JACK FOXX – Dead Run. Bobbs Merrill, hardcover, 1975. Detective Book Club, hardcover 3-in-1 reprint edition. Carroll & Graf, hardcover, 1992, as by Bill Pronzini; paperback, August 1992. Speaking Volumes, trade paperback, 2012, also as by Bill Pronzini.

   Honest work in Singapore having become scarce since his recent affair with the jade figurine, Dan Connell takes a job as overseer of a rubber plantation in Malaysia’s Selangor province, but the trip up the coast by slow steamer leads him into more trouble and adventure than even a man of Connell’s unsavory past has a right to expect.

   Two men are seen throwing overboard a third man, a fired bank employee who had stopped briefly in Connell‘s cabin, but quickly it becomes obvious that they were frustrated in getting from him what they wanted. There’s a girl, too, the plantation owner’s daughter, with whom Connell ends up lost in a leech-infested jungle, and a hair-raising airplane flight with a madman lovingly caressing a grenade ready to go off at any minute.

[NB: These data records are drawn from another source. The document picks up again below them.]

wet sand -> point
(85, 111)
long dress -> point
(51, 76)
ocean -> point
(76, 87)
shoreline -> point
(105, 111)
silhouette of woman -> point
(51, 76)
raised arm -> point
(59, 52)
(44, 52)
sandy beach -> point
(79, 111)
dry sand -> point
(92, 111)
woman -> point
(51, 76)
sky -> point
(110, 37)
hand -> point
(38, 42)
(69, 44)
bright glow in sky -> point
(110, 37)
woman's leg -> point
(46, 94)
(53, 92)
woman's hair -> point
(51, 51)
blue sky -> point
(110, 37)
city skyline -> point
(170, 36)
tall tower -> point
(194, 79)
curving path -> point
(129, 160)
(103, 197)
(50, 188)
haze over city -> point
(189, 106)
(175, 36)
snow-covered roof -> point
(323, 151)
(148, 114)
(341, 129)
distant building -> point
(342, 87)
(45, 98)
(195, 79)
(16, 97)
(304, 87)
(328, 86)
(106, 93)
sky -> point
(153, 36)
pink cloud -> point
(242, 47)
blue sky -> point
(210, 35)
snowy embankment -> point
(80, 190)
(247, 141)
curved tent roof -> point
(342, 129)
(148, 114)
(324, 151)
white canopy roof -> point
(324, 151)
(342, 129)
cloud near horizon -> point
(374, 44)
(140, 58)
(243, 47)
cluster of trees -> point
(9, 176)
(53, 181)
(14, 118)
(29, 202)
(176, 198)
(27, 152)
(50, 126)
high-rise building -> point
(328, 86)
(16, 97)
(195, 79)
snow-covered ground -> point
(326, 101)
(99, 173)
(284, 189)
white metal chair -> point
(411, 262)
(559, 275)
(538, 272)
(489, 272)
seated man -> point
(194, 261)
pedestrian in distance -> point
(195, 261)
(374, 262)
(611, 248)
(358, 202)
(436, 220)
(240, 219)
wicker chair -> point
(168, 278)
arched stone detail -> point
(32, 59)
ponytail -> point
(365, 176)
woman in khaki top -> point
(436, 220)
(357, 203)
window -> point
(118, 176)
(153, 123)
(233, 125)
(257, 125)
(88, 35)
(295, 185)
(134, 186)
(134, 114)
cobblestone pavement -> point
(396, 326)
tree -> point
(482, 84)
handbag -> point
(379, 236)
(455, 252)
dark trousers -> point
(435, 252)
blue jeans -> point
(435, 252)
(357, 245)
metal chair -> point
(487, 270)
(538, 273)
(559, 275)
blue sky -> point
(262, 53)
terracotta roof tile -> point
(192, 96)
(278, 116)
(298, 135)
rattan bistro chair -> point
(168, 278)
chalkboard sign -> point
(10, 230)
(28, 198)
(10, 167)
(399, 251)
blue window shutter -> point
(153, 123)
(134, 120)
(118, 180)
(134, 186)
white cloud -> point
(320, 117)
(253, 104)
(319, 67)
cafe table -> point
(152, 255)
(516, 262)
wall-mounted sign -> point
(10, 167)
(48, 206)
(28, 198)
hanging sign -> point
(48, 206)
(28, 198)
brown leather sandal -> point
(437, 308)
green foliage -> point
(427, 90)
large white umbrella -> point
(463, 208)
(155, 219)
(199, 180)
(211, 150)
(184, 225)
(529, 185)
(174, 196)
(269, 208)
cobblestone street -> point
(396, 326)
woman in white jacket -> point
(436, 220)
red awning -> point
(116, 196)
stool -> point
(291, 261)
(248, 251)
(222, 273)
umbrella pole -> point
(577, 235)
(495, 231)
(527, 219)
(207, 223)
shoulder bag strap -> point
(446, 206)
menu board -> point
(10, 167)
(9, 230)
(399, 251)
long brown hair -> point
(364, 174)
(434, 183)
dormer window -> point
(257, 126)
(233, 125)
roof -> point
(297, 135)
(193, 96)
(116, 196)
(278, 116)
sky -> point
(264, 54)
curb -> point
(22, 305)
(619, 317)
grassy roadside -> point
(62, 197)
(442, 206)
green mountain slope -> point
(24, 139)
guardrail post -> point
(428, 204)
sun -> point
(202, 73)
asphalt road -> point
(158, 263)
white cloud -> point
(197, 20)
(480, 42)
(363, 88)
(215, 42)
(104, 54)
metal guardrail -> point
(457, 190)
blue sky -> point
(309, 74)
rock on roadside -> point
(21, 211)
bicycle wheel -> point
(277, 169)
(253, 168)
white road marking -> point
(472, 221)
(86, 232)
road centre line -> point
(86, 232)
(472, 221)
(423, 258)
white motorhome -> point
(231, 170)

   The plot ingredients are easily recognized as those of countless pulp adventure thrillers. but they are bv no means outdated, as Foxx/Pronzini capably shows. It’s reassuring to learn that there are still places in this world far enough away for the special flavor of the exotic unknown to be kept alive, capable of giving the reader that intimate thrill of escaping into another world of romantic adventure.

   Indeed, this has the same immediacy as that provided by the urgent voice-over narration of a top-notch radio drama. The early dialogue may seem stilted, but as`the full artillery is let loose, the theater of the reader’s mind will have that pair of deadly killers breathing down his or her very own neck. What more can you ask?

Rating:   A minus.

— Reprinted from The MYSTERY FANcier, Vol. 2, No. 4, July 1978.

   
Bibliographic Notes:   The previous adventure of Dan Connell that was alluded to in this review was The Jade Figurine. (Bobbs Merill, 1972). This first book was an expansion of the story “The Jade Figurine” that appeared in the January 1971 issue of Alfred Hitchcock’s Mystery Magazine, as by Bill Pronzini. This story may also be the same as the one entitled “Jade” which appeared in the Pronzini collection Sleuths (Five Star, 1999).